James y Lily Potter estaban sonriendo y saludándolo desde el marco, con el pequeño Harry moviéndose en sus brazos. No hablaban, y su comportamiento parecía repetitivo, cada diez segundos aproximadamente, pero fue increíble verlos en movimiento.

–¿Cómo están haciendo eso? –Se preguntó.

–¿Qué quieres decir? –Dijo Ron–. Todas hacen eso.

–No, he tenido esta foto en mi mesa de noche por seis años y nunca se había movido –respondió Harry.

–Extraño. ¿De dónde la sacaste?

–De Dumbledore… oh, debió congelarla para que no se moviera en una casa muggle.

–Pues, ese Dumbledore es muy inteligente.

–Sí –dijo Harry estando de acuerdo. La mayoría del tiempo, agregó en su mente.


Una de las pocas personas que no se fue directo a la cama esa noche fue Draco Malfoy. Sacó pergamino y una pluma para poder enviar una carta a casa a primera hora e informar a sus padres de los eventos inesperados.

Queridos padres:

Fui enviado a Slytherin, por supuesto, junto a Nott y Greengrass, aunque Greengrass ha estado guardando distancia de la mayoría de nosotros, excepto por su amiga Tracey Davis.

Me acerqué a Harry Potter en el tren, como me lo pidieron. Predeciblemente, rechazó mi oferta, pero fue más amable de lo que esperaba, y sabía quién era, o por lo menos mi nombre. Ya había conocido a los Weasley para cuando lo encontré, y hay rumores de que también se está relacionando con Longbottom.

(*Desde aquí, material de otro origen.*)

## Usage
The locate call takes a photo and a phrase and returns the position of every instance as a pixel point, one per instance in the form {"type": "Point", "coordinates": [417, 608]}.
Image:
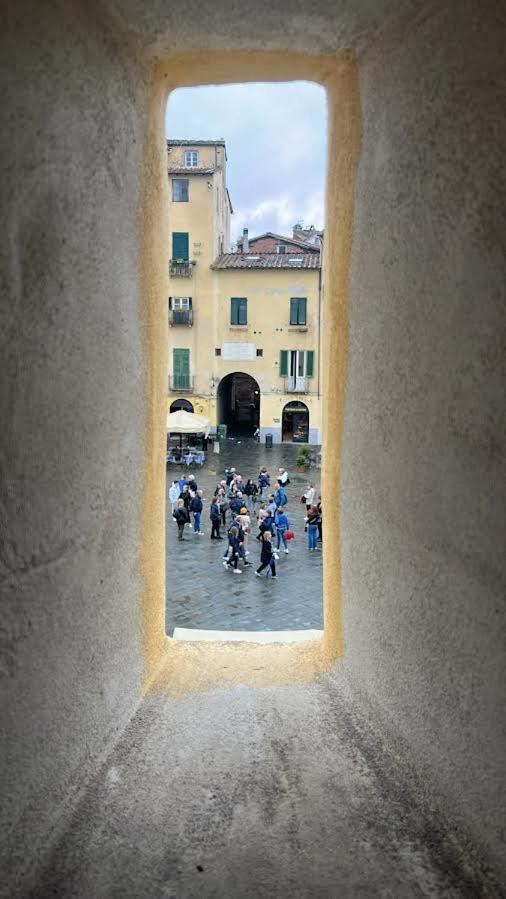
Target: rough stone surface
{"type": "Point", "coordinates": [256, 793]}
{"type": "Point", "coordinates": [420, 505]}
{"type": "Point", "coordinates": [423, 477]}
{"type": "Point", "coordinates": [202, 594]}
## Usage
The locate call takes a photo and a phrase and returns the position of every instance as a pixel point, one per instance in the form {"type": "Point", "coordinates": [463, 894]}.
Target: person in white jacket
{"type": "Point", "coordinates": [309, 494]}
{"type": "Point", "coordinates": [174, 494]}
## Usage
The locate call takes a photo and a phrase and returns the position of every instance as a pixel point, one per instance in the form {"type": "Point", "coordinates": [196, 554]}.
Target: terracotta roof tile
{"type": "Point", "coordinates": [266, 260]}
{"type": "Point", "coordinates": [188, 170]}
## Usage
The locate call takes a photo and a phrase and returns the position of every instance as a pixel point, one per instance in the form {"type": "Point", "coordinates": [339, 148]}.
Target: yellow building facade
{"type": "Point", "coordinates": [244, 328]}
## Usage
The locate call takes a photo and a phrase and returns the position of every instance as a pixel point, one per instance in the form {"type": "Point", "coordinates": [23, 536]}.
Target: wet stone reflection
{"type": "Point", "coordinates": [201, 593]}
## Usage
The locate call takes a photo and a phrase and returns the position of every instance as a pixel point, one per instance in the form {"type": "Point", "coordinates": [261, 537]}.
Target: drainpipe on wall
{"type": "Point", "coordinates": [319, 324]}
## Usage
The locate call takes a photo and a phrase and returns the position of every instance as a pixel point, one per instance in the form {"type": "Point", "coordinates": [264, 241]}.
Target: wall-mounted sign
{"type": "Point", "coordinates": [233, 351]}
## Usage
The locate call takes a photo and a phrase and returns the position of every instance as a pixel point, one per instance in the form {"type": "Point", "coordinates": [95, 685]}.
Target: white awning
{"type": "Point", "coordinates": [182, 422]}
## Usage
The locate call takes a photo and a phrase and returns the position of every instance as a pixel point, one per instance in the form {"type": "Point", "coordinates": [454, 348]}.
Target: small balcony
{"type": "Point", "coordinates": [178, 268]}
{"type": "Point", "coordinates": [181, 317]}
{"type": "Point", "coordinates": [181, 383]}
{"type": "Point", "coordinates": [296, 384]}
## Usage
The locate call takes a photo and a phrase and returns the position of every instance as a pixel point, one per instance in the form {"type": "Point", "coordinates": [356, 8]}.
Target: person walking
{"type": "Point", "coordinates": [263, 483]}
{"type": "Point", "coordinates": [309, 496]}
{"type": "Point", "coordinates": [182, 517]}
{"type": "Point", "coordinates": [196, 507]}
{"type": "Point", "coordinates": [282, 526]}
{"type": "Point", "coordinates": [319, 508]}
{"type": "Point", "coordinates": [233, 550]}
{"type": "Point", "coordinates": [312, 529]}
{"type": "Point", "coordinates": [265, 524]}
{"type": "Point", "coordinates": [223, 504]}
{"type": "Point", "coordinates": [174, 494]}
{"type": "Point", "coordinates": [251, 492]}
{"type": "Point", "coordinates": [215, 516]}
{"type": "Point", "coordinates": [280, 497]}
{"type": "Point", "coordinates": [266, 556]}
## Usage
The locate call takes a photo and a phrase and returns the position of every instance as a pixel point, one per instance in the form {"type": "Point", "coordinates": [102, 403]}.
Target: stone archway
{"type": "Point", "coordinates": [183, 404]}
{"type": "Point", "coordinates": [239, 403]}
{"type": "Point", "coordinates": [295, 423]}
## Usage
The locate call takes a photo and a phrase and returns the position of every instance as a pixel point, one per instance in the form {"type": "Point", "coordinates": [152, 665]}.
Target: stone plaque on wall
{"type": "Point", "coordinates": [235, 351]}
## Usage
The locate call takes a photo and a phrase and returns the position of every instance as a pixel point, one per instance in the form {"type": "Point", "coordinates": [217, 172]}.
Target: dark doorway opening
{"type": "Point", "coordinates": [295, 423]}
{"type": "Point", "coordinates": [185, 405]}
{"type": "Point", "coordinates": [239, 404]}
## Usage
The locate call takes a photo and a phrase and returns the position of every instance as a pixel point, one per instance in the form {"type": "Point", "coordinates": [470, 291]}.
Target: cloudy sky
{"type": "Point", "coordinates": [276, 147]}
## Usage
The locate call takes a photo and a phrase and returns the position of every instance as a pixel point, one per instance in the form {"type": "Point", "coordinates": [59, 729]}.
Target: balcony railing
{"type": "Point", "coordinates": [181, 383]}
{"type": "Point", "coordinates": [296, 384]}
{"type": "Point", "coordinates": [180, 269]}
{"type": "Point", "coordinates": [181, 317]}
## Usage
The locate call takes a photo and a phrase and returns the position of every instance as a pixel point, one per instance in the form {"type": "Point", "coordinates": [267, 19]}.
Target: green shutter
{"type": "Point", "coordinates": [180, 245]}
{"type": "Point", "coordinates": [298, 310]}
{"type": "Point", "coordinates": [238, 311]}
{"type": "Point", "coordinates": [181, 368]}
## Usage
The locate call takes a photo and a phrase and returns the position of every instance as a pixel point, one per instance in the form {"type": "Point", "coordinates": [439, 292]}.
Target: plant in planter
{"type": "Point", "coordinates": [302, 460]}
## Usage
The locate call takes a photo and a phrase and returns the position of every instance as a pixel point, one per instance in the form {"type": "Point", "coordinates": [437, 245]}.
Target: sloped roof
{"type": "Point", "coordinates": [189, 170]}
{"type": "Point", "coordinates": [300, 244]}
{"type": "Point", "coordinates": [195, 143]}
{"type": "Point", "coordinates": [266, 260]}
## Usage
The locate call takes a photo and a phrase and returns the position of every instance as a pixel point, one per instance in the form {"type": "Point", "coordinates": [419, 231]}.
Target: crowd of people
{"type": "Point", "coordinates": [238, 505]}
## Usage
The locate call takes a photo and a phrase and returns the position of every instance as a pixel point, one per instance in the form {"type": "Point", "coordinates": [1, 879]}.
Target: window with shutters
{"type": "Point", "coordinates": [298, 310]}
{"type": "Point", "coordinates": [180, 311]}
{"type": "Point", "coordinates": [181, 369]}
{"type": "Point", "coordinates": [180, 190]}
{"type": "Point", "coordinates": [296, 366]}
{"type": "Point", "coordinates": [180, 246]}
{"type": "Point", "coordinates": [238, 311]}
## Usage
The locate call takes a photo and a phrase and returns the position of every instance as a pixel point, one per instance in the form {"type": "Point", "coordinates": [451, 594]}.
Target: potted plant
{"type": "Point", "coordinates": [302, 460]}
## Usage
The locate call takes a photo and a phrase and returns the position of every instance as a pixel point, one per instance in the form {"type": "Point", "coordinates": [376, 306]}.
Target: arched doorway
{"type": "Point", "coordinates": [185, 405]}
{"type": "Point", "coordinates": [239, 404]}
{"type": "Point", "coordinates": [295, 423]}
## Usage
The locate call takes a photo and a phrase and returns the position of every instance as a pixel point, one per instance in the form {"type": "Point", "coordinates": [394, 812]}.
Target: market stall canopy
{"type": "Point", "coordinates": [182, 422]}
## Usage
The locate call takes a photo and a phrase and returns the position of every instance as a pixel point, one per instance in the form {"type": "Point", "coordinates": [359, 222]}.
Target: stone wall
{"type": "Point", "coordinates": [420, 507]}
{"type": "Point", "coordinates": [422, 485]}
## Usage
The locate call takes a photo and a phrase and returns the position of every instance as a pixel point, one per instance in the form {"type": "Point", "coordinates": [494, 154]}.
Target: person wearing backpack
{"type": "Point", "coordinates": [215, 516]}
{"type": "Point", "coordinates": [182, 517]}
{"type": "Point", "coordinates": [174, 494]}
{"type": "Point", "coordinates": [280, 497]}
{"type": "Point", "coordinates": [266, 556]}
{"type": "Point", "coordinates": [251, 492]}
{"type": "Point", "coordinates": [196, 507]}
{"type": "Point", "coordinates": [232, 559]}
{"type": "Point", "coordinates": [263, 483]}
{"type": "Point", "coordinates": [282, 525]}
{"type": "Point", "coordinates": [313, 519]}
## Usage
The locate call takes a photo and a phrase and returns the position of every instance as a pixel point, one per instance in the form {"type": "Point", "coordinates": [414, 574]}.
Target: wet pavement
{"type": "Point", "coordinates": [201, 593]}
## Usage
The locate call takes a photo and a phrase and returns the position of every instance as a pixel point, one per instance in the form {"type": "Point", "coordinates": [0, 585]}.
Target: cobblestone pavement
{"type": "Point", "coordinates": [201, 593]}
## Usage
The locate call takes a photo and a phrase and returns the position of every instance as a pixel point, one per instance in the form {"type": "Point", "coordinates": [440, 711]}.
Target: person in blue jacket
{"type": "Point", "coordinates": [196, 507]}
{"type": "Point", "coordinates": [215, 516]}
{"type": "Point", "coordinates": [280, 497]}
{"type": "Point", "coordinates": [282, 526]}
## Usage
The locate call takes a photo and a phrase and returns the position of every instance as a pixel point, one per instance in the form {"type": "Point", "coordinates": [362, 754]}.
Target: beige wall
{"type": "Point", "coordinates": [205, 216]}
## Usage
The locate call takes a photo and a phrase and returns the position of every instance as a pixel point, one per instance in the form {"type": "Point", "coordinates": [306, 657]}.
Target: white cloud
{"type": "Point", "coordinates": [276, 145]}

Sin embargo, probablemente ya han escuchado o escucharan pronto que Potter se apareció con una hermana adoptiva. El apellido de su hermana es Granger, y estoy seguro que sus padres son muggles. Los rumores dicen que el mismo Potter fue criado por muggles, pero parece que también fue entrenado, probablemente por mi tía Andrómeda. ¿De qué otra manera supo quiénes son sus aliados tan pronto? Desafortunadamente, parece que la oportunidad para mover a Potter a una actitud favorable ha pasado. Con conexiones muggle, su apoyo por la Ley de Defensa de los Muggles es casi un hecho.

Tanto Potter como su hermana fueron a Gryffindor, aunque el sombrero se tardó un poco en decidir para ambos. Longbottom también fue ahí, aunque no sé cómo si es el Hufflepuff más obvio.